When asked to describe her natural hair journey, Coretta Mills responded, "I'm still on my natural hair journey. It's so hard to get away from societal imagery about what looks 'kept.'" Still, her daughter, Rhiley, 11, loves her natural hair. "The bigger her hair is, the better for her," says Coretta. This is a natural-hair momma win.
Full disclosure: I started the "Wash Day" series with my daughters in mind. I had no intention of photographing mothers and sons, but I couldn't help but notice that they were participating in wash day, too.
The growing trend of long hair for Black boys, along with changing gender roles and the increased normalization of natural hair textures means that they require hair care beyond barbershop visits. For some Black boys, wash day has replaced the barbershop altogether.
Wash day routines and relationships with hair may be different for boys, but a common theme remains: Natural hair is celebrated.
Like many Black women during the modern-day natural hair movement, Darnita Henry decided she wanted to live a more natural lifestyle. For Darnita, the driving force behind this urge was the birth of her first child. Because she wanted to move away from chemicals in general, she stopped relaxing her hair and began growing out her natural texture.
When her son, Maison, 9, expressed a desire to grow his hair longer, she supported it. He now styles his hair in beautiful locs. Darnita wants Maison to be confident in who he is, regardless of what hairstyle he decides to wear.

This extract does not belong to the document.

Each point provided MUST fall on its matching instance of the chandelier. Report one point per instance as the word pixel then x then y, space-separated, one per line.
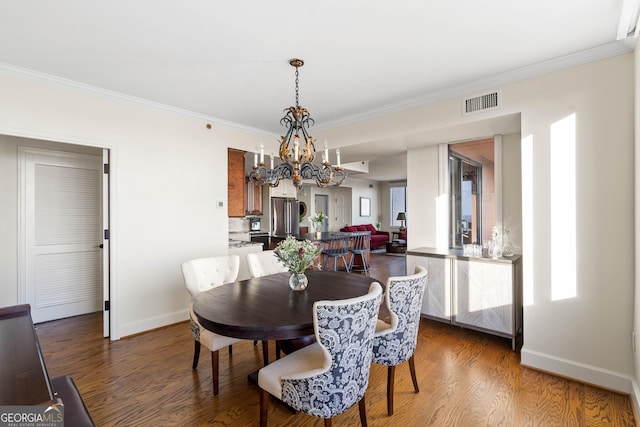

For Emily Rutledge, "it's just hair!" She's not afraid to experiment and has worn styles that range from shaved to braided. "At the end of the day, I always come back to my natural [texture]," she says. "I love its thickness, the curls and coils, and the freedom that comes along with my hair."
Emily hopes to pass this feeling of freedom on to her youngest son, 3-year-old Coleman. She wants to show him that he can be free to express himself and tell a story with his hair. Emily doesn't want Coleman to feel like he has to conform to racial or gender stereotypes to be considered professional or acceptable.